Oddo and Mungo were like two master ninjas taking on a whole mob of street thugs. Mungo body-slammed five entomons in the blink of an eye, and Oddo donkey kicked two entomons in the face while punching another one in the snout with his extra arm.
On the other side of Slurp, Quincy was fighting, thwapping the bugs to and fro with dual tennis rackets. Mega-Q zipped around his feet. He was like the world’s best bug zapper, electrocuting entomons left and right.
Trevor jabbed his rake in the face of a massive, snarling entomonster.
Next to Quincy, Nina stabbed her shovel into a gargantuan entobug, let go of the handle, spun on her heels, and sprayed an incoming flock of little skittering entomons with two cans of Off! that she pulled out of her waistband at the same time. Yapzilla squawked and unleashed two bursts of fire at the chemical spray. Her tongue flickered and she spat a spiral stream of flames. The aerosol spray lit like a torch and scorched the front lines, grilling the entomons to a crisp. The dead bugs blazed in a lime-green flame as their juicy guts burned like gasoline.
Kraydon shot his spiral gaze through the amplifier. A chunk of bugs solidified, and he clobbered them with his club tail.
Oddo dropped back into some kind of break-dance move and sent two entomons flying. Mega-Q zapped four more in rapid succession, and Kraydon froze a newly replicated batch before blasting the bug statues to smithereens.
All the while, Slurp’s colossal tentacles swept across the ground, sucking up the entomons like the nozzles of a massive vacuum cleaner.
“Come on, you entofreaks! Come and get some!” Jordan pulled the ripcord on the Weedwacker and its plastic blades whizzed.
<
br /> Jordan shredded the monster bugs, spraying lime-green guts into the air like a sprinkler on full blast.
Fighting alongside Oddo and Mungo, Freddie swatted an oncoming entomon with the lacrosse stick, flipping the large bug monster on its back. He raised the butt end of the stick over his head and brought it down with a crunchy splat, impaling the colossal insect with the shaft.
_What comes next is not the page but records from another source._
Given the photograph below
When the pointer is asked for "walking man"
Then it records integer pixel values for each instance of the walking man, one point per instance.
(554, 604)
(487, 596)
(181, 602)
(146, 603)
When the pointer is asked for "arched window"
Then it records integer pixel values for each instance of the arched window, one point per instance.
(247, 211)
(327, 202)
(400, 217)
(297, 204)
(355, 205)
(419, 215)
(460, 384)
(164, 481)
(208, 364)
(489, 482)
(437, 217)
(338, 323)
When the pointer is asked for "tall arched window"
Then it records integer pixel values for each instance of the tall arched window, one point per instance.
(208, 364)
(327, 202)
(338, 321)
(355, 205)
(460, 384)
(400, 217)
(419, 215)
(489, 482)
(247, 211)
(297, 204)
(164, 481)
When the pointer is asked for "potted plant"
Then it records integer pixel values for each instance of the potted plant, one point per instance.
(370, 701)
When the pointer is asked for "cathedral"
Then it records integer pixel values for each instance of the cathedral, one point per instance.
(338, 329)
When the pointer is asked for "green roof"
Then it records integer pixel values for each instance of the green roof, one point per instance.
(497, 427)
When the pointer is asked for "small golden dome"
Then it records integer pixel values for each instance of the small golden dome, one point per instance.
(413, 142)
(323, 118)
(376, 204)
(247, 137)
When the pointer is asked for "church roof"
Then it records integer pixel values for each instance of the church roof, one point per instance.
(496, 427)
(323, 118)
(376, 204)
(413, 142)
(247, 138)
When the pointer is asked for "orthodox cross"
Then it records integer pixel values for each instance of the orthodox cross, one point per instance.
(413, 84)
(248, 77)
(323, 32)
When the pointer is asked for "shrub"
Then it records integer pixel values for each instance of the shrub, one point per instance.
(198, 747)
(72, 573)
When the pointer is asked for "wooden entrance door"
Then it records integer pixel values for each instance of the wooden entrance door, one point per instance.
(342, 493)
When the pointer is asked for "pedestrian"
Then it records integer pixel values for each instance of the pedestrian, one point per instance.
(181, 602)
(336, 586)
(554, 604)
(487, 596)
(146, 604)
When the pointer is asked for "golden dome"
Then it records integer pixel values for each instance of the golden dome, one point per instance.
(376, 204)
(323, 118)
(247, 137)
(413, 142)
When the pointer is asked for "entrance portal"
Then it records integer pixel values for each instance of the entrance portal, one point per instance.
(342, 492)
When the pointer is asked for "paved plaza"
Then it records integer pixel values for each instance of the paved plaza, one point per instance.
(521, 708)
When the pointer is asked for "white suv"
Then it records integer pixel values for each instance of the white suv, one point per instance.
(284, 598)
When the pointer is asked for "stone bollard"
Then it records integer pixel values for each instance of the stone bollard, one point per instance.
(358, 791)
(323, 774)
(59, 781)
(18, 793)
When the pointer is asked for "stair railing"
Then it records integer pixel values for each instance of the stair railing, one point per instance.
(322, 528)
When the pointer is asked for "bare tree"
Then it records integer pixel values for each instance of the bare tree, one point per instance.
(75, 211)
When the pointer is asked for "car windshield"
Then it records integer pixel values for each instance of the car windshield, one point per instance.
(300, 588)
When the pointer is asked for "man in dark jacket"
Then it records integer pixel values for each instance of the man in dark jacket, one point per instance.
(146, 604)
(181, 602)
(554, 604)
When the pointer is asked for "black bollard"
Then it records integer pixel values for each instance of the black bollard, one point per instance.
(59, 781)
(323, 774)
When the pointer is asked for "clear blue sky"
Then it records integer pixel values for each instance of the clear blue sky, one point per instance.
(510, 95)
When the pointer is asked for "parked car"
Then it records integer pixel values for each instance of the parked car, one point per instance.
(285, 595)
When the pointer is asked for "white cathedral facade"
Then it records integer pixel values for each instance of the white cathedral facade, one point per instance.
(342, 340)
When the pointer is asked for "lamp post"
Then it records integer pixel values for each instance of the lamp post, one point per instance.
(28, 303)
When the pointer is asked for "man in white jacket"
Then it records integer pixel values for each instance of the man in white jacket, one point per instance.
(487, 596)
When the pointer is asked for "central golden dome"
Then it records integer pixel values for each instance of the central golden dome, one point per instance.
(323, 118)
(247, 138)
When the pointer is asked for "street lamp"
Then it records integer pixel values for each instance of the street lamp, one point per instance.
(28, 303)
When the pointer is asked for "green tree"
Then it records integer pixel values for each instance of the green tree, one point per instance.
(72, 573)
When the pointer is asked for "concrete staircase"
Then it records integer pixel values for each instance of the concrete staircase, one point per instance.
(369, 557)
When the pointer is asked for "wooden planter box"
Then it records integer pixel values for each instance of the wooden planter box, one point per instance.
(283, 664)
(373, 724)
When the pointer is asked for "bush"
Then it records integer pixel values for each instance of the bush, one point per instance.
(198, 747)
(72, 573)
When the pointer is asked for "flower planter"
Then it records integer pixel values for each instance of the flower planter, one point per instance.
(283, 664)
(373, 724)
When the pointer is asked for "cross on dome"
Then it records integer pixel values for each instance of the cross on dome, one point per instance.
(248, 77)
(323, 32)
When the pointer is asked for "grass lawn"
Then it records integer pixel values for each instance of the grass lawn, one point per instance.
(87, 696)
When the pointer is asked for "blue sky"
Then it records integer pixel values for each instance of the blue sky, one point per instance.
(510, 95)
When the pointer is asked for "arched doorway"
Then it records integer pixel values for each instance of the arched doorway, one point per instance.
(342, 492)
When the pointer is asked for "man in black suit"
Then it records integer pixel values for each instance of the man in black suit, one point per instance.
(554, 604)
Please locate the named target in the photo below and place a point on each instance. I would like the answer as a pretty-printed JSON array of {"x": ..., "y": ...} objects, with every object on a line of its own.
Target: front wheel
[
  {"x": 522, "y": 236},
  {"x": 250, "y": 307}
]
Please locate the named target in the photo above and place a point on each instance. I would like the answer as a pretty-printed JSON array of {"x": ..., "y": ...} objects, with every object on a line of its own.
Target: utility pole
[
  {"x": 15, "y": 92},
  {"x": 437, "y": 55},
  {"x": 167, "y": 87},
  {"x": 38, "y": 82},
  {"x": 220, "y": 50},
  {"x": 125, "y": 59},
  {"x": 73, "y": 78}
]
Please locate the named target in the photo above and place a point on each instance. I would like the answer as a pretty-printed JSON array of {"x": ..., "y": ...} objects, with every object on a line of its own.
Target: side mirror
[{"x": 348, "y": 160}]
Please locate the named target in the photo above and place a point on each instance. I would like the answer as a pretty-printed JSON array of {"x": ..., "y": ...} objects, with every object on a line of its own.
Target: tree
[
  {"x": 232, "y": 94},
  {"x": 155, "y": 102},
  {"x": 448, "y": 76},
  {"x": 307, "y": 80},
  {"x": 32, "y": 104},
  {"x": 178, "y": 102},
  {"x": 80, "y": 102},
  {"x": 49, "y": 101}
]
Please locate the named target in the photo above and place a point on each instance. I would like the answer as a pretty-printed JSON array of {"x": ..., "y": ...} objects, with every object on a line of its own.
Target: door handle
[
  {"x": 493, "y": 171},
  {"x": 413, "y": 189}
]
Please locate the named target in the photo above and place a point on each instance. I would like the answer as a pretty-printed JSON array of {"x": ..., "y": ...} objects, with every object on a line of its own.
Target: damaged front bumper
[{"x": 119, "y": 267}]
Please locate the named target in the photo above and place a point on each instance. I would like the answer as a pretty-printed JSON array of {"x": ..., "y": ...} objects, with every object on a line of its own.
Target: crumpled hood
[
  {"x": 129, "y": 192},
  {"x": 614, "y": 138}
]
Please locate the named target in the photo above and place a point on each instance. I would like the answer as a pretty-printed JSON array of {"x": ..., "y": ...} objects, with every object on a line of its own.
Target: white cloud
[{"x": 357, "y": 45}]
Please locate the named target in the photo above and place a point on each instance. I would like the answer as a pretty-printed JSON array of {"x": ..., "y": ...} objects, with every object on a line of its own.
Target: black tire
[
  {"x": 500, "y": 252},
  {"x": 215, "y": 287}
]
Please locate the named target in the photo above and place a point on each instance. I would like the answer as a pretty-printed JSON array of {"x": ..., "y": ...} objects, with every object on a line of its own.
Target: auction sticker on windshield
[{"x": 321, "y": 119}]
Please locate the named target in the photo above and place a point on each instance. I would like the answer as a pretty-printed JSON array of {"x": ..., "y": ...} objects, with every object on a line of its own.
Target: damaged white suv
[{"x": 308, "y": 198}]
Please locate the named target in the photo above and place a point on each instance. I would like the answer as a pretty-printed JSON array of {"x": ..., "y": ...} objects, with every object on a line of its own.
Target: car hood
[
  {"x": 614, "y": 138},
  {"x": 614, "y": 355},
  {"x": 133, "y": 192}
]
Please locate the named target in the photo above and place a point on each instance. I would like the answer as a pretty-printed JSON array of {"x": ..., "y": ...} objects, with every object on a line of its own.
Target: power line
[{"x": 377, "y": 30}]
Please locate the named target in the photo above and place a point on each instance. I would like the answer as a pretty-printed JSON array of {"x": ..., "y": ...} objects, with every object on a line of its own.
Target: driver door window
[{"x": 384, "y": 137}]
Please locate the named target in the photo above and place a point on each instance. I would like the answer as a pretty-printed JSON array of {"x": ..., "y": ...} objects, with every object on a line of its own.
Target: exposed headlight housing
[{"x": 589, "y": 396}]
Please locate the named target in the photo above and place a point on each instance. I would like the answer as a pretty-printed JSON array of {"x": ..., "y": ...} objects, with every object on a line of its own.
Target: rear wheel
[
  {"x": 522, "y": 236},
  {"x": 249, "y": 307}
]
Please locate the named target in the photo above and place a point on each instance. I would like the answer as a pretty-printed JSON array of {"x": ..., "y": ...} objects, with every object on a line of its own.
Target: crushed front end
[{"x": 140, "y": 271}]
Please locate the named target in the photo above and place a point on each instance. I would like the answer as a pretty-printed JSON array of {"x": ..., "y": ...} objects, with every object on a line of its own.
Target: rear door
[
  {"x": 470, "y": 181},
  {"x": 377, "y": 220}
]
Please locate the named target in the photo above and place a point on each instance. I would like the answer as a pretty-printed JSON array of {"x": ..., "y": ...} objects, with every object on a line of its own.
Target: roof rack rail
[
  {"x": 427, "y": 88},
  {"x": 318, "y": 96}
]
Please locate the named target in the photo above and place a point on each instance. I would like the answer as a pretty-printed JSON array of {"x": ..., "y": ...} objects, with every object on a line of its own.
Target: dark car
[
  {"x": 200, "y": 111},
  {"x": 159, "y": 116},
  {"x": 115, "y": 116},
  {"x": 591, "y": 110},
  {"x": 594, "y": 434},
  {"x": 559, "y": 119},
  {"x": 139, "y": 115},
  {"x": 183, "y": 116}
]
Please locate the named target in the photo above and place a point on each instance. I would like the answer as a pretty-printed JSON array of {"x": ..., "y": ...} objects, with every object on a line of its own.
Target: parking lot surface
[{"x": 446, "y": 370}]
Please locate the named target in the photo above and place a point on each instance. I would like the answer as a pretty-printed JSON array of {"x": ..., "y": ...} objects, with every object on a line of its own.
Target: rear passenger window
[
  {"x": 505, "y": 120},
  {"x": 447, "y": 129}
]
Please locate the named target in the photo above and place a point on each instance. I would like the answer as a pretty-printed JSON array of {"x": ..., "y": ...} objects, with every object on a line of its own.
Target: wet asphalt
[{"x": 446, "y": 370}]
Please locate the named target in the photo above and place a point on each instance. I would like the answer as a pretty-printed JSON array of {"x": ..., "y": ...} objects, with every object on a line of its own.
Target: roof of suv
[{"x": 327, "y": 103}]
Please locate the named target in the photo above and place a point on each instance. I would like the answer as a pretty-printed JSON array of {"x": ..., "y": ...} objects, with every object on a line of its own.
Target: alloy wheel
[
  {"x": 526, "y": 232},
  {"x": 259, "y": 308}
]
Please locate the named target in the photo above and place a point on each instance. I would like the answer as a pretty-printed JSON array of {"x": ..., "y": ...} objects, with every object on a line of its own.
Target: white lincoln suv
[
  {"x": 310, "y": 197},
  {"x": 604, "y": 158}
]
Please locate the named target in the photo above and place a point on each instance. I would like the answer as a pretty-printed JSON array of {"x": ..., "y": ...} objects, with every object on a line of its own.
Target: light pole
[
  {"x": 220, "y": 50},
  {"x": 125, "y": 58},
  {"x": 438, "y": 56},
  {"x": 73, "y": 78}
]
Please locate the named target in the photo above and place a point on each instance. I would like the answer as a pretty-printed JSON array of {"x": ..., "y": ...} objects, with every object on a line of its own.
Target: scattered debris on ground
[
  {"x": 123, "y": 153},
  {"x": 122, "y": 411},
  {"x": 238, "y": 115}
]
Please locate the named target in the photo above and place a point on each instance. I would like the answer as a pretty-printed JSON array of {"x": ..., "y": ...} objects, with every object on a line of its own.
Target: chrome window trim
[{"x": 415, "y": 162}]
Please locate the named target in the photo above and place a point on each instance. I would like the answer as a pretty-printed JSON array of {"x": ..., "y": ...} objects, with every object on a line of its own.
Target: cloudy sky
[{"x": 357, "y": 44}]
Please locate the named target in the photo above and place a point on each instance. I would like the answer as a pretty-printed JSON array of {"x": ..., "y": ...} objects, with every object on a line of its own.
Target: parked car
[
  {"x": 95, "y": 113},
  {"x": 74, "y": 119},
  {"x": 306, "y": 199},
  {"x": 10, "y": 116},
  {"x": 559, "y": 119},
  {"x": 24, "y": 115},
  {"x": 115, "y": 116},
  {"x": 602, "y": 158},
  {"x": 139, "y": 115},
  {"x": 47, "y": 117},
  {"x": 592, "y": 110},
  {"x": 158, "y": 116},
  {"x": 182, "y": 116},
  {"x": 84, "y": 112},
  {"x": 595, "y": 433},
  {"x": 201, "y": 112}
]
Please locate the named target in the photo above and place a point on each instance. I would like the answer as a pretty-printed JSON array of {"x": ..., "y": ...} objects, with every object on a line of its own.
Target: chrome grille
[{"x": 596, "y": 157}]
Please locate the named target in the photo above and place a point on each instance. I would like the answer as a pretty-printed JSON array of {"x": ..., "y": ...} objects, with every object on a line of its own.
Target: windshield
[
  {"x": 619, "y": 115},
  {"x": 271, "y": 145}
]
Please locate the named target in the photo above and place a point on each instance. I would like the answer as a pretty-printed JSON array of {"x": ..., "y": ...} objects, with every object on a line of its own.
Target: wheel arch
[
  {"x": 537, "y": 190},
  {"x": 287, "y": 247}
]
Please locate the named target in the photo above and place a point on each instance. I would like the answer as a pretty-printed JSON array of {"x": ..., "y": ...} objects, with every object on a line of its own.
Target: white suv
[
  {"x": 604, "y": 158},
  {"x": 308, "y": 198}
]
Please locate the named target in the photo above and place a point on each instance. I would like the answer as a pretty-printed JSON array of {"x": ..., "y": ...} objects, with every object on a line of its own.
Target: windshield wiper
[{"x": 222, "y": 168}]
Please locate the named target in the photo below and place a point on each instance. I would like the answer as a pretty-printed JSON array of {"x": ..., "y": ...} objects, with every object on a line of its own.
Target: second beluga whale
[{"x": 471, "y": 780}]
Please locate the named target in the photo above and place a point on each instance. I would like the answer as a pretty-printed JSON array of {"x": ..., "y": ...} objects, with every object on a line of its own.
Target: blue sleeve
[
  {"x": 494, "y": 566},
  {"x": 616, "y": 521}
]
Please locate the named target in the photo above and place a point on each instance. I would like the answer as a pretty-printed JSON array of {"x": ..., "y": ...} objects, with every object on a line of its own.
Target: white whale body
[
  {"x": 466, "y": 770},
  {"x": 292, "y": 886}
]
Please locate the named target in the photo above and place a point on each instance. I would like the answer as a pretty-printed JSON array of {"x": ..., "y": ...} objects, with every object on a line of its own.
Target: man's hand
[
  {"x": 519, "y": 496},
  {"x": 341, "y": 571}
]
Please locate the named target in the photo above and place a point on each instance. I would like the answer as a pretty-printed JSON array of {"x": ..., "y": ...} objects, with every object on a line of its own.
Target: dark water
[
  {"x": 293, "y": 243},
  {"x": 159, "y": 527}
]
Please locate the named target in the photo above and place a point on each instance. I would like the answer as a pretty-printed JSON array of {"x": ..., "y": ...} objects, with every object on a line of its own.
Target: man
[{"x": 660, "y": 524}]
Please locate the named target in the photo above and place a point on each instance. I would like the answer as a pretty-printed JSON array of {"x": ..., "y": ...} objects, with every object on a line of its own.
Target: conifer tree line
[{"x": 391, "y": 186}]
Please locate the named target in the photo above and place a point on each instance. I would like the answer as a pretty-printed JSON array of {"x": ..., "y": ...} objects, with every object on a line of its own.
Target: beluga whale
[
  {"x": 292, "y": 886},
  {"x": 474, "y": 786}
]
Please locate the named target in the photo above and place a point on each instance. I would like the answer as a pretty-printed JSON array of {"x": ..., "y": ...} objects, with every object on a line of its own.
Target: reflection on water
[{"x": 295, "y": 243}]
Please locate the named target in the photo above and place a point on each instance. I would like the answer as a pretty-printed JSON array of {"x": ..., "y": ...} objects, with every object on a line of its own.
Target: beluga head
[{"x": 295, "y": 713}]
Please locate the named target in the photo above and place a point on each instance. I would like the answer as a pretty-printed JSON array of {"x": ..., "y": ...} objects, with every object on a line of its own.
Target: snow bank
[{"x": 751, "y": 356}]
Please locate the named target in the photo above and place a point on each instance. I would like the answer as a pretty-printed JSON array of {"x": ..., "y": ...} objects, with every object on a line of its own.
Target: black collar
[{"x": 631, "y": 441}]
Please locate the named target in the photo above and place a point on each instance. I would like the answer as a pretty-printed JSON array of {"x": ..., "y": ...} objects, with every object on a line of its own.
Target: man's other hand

But the bugs just kept on coming.
14
Freddie took in the unwinnable battle before him.
For as far as he could see, there was nothing green. Not a tree, not a shrub, nor a single blade of grass. Freddie figured that was a bad thing for several obvious reasons.
“Hey, Trevor, what did you say happens when all these things eat all the plant life?” Freddie asked, shouting through the bug monster mayhem.
“Then they’ll move on to us . . . ,” Trevor shouted back.
“Great,” Freddie replied. “Just great.”
Out of the corner of his eye he saw the parentomon duo buzzing over the swarm.
The flying parentomons hovered in the air above the other bugs. It seemed as though they were orchestrating the swarm’s movements somehow, conducting a symphony of chaos.
“They’re controlling them,” Freddie called out to his friends.
“They must be operating under one singular hive mind . . . ,” Trevor said in awe of the insects.
“I think I’m getting hives. . . .” Nina groaned as she bashed in the head of the umpteenth entomon.
And that’s when it happened.
The entomons began to gather, crawling on top of one another. They crawled up and up and up. Soon, they looked like a giant bug Godzilla, with arms and legs and a head. Their beetle shells looked like shiny black scales. All together, the bugs were nearly as tall as the water tower. They were certainly bigger than Slurp.
The bugs had turned into one enormous monster.
Slurp didn’t have a chance against something like that.
“If we can take out the ringleaders, then maybe we can stop that thing,” Freddie yelled. “That’s our only chance!”